I also upgraded Brandon's cell phone to something approximating a Blackberry which also went over very well. I expected him to keep in touch with his family, and that included his mother. He promised he would and I didn't have any reason to doubt him.

That, of course, initiated Candy's lobbying for a car as well. She had a couple of years to wait, but I knew I wouldn't escape having to get her something when the time came. This summer was going to push the limits of my budget, but considering all that had happened in the past few weeks, it was necessary.

Brandon had taken our divorce pretty hard and I realized he was closer to his mother than his sister was. He didn't show his affection that openly but it was there and it was felt by her and the rest of the family. Even Mrs. Ormstead recognized it and commented on it.

When Margaret Shadbolt had talked to the two children during the divorce proceedings, I never knew what it was about. It was in confidence and both she and the children kept that confidence. I guessed that it was to determine how they felt about what was happening and how they were reacting to this upheaval in their life. I'm sure part of it was to assure herself that they really did want to be with me rather than their mother.

When all was said and done, I was very pleased with the way Margaret had handled this difficult time in our lives. She was very straightforward and yet mindful of the sensitivities of all the parties. She wasn't out to wreak havoc with Andrea and spent a good deal of time making sure I was certain of my wants and needs. That it turned out better than we had hoped was just good luck, I suppose.

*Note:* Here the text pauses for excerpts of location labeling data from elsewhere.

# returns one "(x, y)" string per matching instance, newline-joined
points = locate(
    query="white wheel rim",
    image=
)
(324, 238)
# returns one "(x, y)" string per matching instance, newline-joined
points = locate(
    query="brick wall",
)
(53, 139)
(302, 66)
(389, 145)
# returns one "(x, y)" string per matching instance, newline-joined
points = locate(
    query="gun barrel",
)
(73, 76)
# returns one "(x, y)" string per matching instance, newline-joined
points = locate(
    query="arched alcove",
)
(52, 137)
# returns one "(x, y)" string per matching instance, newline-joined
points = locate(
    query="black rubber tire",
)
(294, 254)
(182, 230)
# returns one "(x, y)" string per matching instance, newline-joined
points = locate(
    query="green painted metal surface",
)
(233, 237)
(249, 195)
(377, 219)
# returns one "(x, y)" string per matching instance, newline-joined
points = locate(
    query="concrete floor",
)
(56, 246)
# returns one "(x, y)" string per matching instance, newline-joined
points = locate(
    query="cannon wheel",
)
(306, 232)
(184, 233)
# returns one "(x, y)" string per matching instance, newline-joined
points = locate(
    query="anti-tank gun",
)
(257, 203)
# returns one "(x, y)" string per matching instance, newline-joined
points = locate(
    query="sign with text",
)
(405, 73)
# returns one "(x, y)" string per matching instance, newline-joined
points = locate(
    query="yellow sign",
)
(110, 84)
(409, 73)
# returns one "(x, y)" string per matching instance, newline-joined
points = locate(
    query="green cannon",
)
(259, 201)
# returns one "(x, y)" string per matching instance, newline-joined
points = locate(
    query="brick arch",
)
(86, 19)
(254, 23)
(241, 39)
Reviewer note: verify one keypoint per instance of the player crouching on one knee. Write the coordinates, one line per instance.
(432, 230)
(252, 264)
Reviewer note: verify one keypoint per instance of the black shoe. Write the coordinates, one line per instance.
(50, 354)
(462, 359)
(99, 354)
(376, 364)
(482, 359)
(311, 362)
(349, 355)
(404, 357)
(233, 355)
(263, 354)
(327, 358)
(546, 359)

I was invited to meet Deb Penny's parents a few days later. They lived a short distance from us and I drove over after supper one Thursday.

"Hi, I'm Norm Tyler," I said to the man answering the door.

"Nice to meet you. I'm Lou Rampling. Come in and meet my sister, Kim Penny," he said with a welcoming smile.

Sister? This wasn't what I was expecting. I was about to ask when a tall, statuesque blonde woman entered the room. I'm not sure if my mouth was hanging open at the time, but I wouldn't have been surprised.

"Norm, this is my sister, Kim. Kim, Norm Tyler."

"Hi, Norm. Nice to meet you finally. I've heard a lot about you from Deb and Candy."

"Oh," I finally managed.

The woman was stunning. Almost as tall as me, but with a body that was hard to describe. Incredible? That was one way to categorize it. That wasn't good enough, in my opinion. Maybe it was the blonde, swept-back hair, the sparkling blue eyes, or the big breasts that were impossible to ignore. She was a big woman but everything was in proportion. I was having erotic thoughts just standing there until I realized someone was saying something and I hadn't been paying attention.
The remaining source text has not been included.